Among the 165 HPV16 positive samples, 91 samples with HPV16 E2 variation and 25 sites with nucleotide variation were selected, including 20 missense variations and five synonymous variations. The sample numbers of HPV16 E2 nucleotide variation sites shown in Table 3 above are for those with more than one missense variation in the transactivation domain of HPV16 E2: G1964A (27/91), G2129A (2/91), G2204A (5/91), C2295A (34/91), G2385A (29/91), T2410G (13/91). Amino acids were, respectively, converted from aspartic acid to asparagine (D25N), glutamic acid to lysine (E80K), alanine to threonine (A105T), threonine to lysine (T135K), arginine to glutamine (R165Q), and aspartic acid to glutamic acid (D173E). The variants of T2520C (22/91), C2546T (41/91), C2564A (29/91) and G2585A (19/91) are located in the hinge region of HPV16 E2, with amino acids converted from isoleucine to threonine (I210T), proline to serine/threonine (P219S/T), and glutamic acid to lysine (E232K), respectively. The variants of C2820A (25/91) and C2923A (4/91) are located in the DNA binding domain of HPV16 E2, with the amino acids converted from threonine to lysine (T310K) and aspartic acid to glutamic acid (D344E), respectively. One sample each had variations at C1901T, A2091C, G2315A, G2369T, G2504A, C2511T, A2587C, T2703G, and C2934T. The amino acid changes were leucine to phenylalanine (L4F), aspartic acid to threonine (N67T), glutamic acid to aspartic acid (E142D), valine to phenylalanine (V160F), valine to isoleucine (V205I), serine to phenylalanine (S207F), glutamic acid to lysine (E232K), phenylalanine to valine (F271V), and serine to phenylalanine (S348F). The most common nucleotide variation sites for HPV16 E2 were G196A (27/91, 29.7%), C2295A (34/91, 37.4%), G2385A (29/91, 31.9%), C2546T (41/91, 45.1%), and C2564A (29/91, 31.9%). Among the 91 mutated samples of HPV16 E2, the sites of synonymous variation were NT 2074 (A–G) (2/91), NT 2341 (T–C) (2/91), NT 2660 (T–C) (17/91), NT 2956 (T–C) (1/91) and NT 2983 (T–C) (9/91).
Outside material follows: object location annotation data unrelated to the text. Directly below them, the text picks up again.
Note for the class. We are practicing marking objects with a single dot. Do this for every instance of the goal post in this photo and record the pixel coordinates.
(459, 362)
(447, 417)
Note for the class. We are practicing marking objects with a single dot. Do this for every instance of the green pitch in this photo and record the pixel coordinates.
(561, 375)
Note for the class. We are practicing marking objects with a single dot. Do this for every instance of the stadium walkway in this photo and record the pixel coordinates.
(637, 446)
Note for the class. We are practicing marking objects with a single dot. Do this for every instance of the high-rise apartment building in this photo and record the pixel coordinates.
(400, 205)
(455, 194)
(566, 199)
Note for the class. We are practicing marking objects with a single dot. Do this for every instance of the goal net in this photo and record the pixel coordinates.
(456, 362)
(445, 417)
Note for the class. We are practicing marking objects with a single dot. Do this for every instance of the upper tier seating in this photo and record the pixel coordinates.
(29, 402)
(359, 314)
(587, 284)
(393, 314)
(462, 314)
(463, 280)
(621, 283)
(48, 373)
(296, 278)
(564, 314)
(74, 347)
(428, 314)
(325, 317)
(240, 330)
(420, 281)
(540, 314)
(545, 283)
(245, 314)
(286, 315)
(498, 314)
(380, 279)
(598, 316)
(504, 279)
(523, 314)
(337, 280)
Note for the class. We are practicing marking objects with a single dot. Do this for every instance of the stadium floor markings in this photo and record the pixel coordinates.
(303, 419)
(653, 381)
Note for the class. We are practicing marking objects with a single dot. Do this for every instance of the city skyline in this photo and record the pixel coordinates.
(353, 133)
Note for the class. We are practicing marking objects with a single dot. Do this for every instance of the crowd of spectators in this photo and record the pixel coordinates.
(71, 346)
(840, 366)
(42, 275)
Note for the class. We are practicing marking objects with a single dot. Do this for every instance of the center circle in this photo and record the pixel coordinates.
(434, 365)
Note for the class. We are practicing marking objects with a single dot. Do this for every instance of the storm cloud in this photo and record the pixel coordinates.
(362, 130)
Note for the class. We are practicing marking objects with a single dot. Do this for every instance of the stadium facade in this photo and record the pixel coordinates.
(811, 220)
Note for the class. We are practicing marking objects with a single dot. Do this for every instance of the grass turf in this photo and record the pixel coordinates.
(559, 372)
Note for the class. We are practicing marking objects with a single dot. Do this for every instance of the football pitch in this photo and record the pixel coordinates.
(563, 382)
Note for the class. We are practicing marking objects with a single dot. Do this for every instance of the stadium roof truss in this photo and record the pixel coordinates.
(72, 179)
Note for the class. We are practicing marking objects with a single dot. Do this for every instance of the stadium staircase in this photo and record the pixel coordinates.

Phylogenetic tree analysis of nucleotide sequence of HPV16 E1 and E2

The phylogenetic tree was constructed using the N-J (neighbor-joining) method, the bootstrap method (1000 replications), and the Kimura two-parameter model. A bootstrap value > 50% indicates credibility, and a bootstrap value > 70% indicates high credibility. The nodes with bootstrap value < 50% were hidden in the evolutionary tree diagram in Fig. 1. From the phylogenetic tree results, 149 samples were European strains and 16 were Asian strains. No African or North American/Asian strains were found. The variations in European strain samples 6, 101, and 106 were shown to be all associated with the A117C variation by constructing a phylogenetic tree analysis of the nucleotide sequence of the HPV16 variant. The variations in samples 15, 18, 36, 43, 49, and 50 were all associated with the T2410G variation and all were Asian strains.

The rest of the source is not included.